Dalla storia del Ghetto, una lezione per il presente

Libri

di Ugo Volli

[Scintille. Letture e riletture]

Come tutte le minoranze, in particolare nel mondo preindustriale, gli ebrei hanno spesso avuto l’abitudine di vivere negli stessi quartieri, in modo da organizzare più facilmente i servizi religiosi e civili e anche per potersi difendere più facilmente dalle aggressioni.

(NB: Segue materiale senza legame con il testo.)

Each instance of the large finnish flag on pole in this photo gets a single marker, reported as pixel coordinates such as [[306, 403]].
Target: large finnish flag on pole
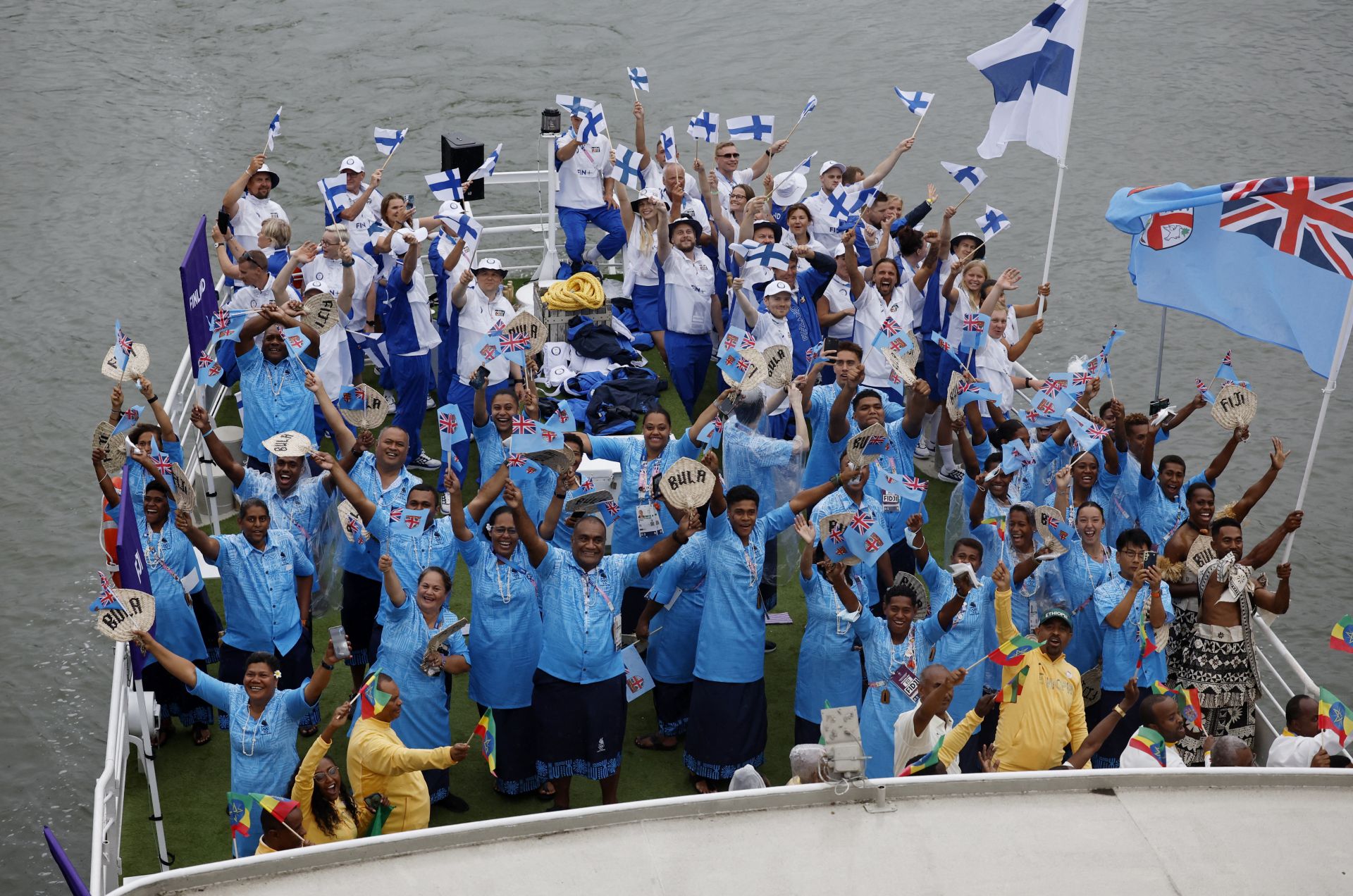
[[1269, 259], [1032, 73]]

Questi quartieri ebraici però, che si incontrano anche in alcune città moderne, sono tutt’altra cosa dai ghetti. Non solo perché i ghetti, a partire da quello di Venezia fondato nel 1515, erano obbligatori e recintati, chiusi a chiave di notte, spesso sovrappopolati e malsani. Ma anche perché essi erano imposti dai governanti non solo per isolare gli ebrei, ma avevano spesso lo scopo dichiarato di opprimerli, di metterli in una condizione di inferiorità e di disagio al fine di spingerli alla conversione: vere e proprie macchine sociali miranti all’estinzione culturale, se non fisica, del popolo ebraico.

Da questo punto di vista più ancora del ghetto di Venezia, le cui vicissitudini risentirono delle spinte politiche ed economiche della Serenissima e in particolare del suo rapporto non sempre facile col papato, è esemplare la vicenda del ghetto di Roma, stabilito nel 1555 e durato fino al 1870, nonostante i brevi intervalli di libertà assicurati dalla Rivoluzione Francese, dal dominio napoleonico e poi dalla Repubblica Romana. Anche se molti documenti essenziali sono stati dispersi dalle razzie naziste che distrussero la biblioteca della comunità ebraica, si tratta di una storia molto studiata e ricostruita nei dettagli.

Ora però è uscito un libro sintetico e di piacevole lettura scritto da una storica romana (Serena Di Nepi, Il ghetto di Roma, Carocci Editore) che permette di capire bene la natura e il funzionamento di questa macchina di oppressione. Lo fa innanzitutto proponendo una ricostruzione generale per fasi delle sue vicissitudini sempre mutevoli, soprattutto a causa dell’atteggiamento piuttosto ondivago dei Papi che si occuparono sempre personalmente della legislazione che regolava il ghetto e spesso di singoli casi o personaggi.

Ma il libro dà spazio anche alla narrazione più dettagliata di alcuni momenti e personaggi particolarmente significativi, raccontando così concretamente storie esemplari della reclusione e della resistenza ebraica. L’aspetto più interessante del libro sta proprio nella ricostruzione della vita del ghetto come un incontro e spesso uno scontro di strategie contrapposte. Da un lato quella oppressiva del papato, che già prima dell’istituzione del ghetto aprì una “casa dei catecumeni” per favorire le conversioni, e quindi obbligò gli ebrei ad assistere a prediche in chiesa, accumulò ostacoli e vessazioni per impoverire e umiliare gli ebrei e premi ed onori per i convertiti. Dall’altro vi era una resistenza religiosa, ma anche economica e sociale, che cercava continuamente nuove strade per aggirare gli ostacoli e rendere sopportabile la vita rinchiusa. Un altro lato molto interessante è la ricostruzione delle dinamiche interne al ghetto: l’opposizione fra ebrei di origine locale e immigrati; la funzione delle diverse “Scole” e delle confraternite, la struttura di classe, lo statuto e il governo della Comunità. Insomma si tratta di un libro che si legge con interesse e con passione, perché non parla solo del nostro passato collettivo, ma ci dice cose importanti anche per l’oggi.